Show that $p(x)=x^2-\sqrt{2}$ is irreductible on $\mathbb{Z}[\sqrt{2}]$

Question

Show that $p(x)=x^2-\sqrt{2}$ is irreductible on $\mathbb{Z}[\sqrt{2}]$.

Here I think I use the fact that $\mathbb{Z}[\sqrt{2}]$ is an euclidean ring.

Is anyone could help me at this point?

Answer 1

Since our polynomial has degree $2$, it is enough to show its zeros are not in $\mathbb{Z}[\sqrt{2}]$.

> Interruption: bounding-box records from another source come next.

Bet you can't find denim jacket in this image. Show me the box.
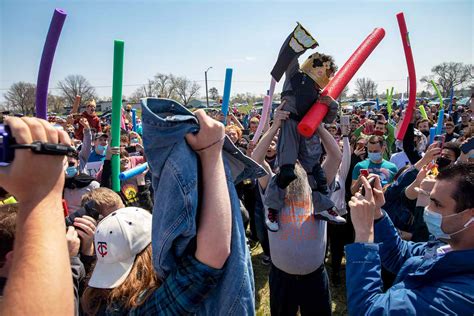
[141,98,265,316]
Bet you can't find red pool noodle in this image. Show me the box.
[298,28,385,137]
[396,12,416,140]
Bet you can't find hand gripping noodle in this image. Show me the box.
[222,68,232,125]
[298,28,385,137]
[430,80,444,110]
[111,40,124,192]
[119,162,148,181]
[36,9,67,119]
[397,12,416,140]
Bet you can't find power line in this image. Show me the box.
[0,79,406,91]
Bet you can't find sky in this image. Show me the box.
[0,0,474,102]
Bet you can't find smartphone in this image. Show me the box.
[434,135,445,148]
[341,115,351,126]
[461,138,474,154]
[360,177,375,195]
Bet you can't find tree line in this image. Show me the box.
[2,62,474,115]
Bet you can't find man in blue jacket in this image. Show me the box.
[346,164,474,315]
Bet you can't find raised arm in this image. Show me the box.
[186,110,232,269]
[318,124,342,183]
[252,106,290,190]
[0,117,74,315]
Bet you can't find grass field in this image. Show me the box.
[252,246,348,316]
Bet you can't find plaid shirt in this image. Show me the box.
[129,256,224,315]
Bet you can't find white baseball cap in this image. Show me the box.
[89,207,152,289]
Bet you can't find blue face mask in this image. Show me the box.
[367,152,382,163]
[97,145,107,155]
[66,167,77,178]
[423,206,474,239]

Suppose to the contrary that $2^{1/4}=a+b\cdot 2^{1/2}$, where $a$ and $b$ are integers. Then $$2=a^4+4a^3b\cdot2^{1/2}+12a^2b^2+8ab^3\cdot 2^{1/2}+4b^4.$$ By the irrationality of $\sqrt{2}$, we have $$2=a^4+12a^2b^2+4b^4.$$ This has no integer zeros. For clearly cannot have $a$ odd. And if $a$ is even then $4$ divides he right-hand side, but $4$ does not divide $2$.

Alternately, we can work with the equation $4a^3b+8ab^3=0$.

Answer 2

$x^2 - \sqrt{2}$ is an Eisenstein polynomial with respect to the prime $\sqrt{2}$.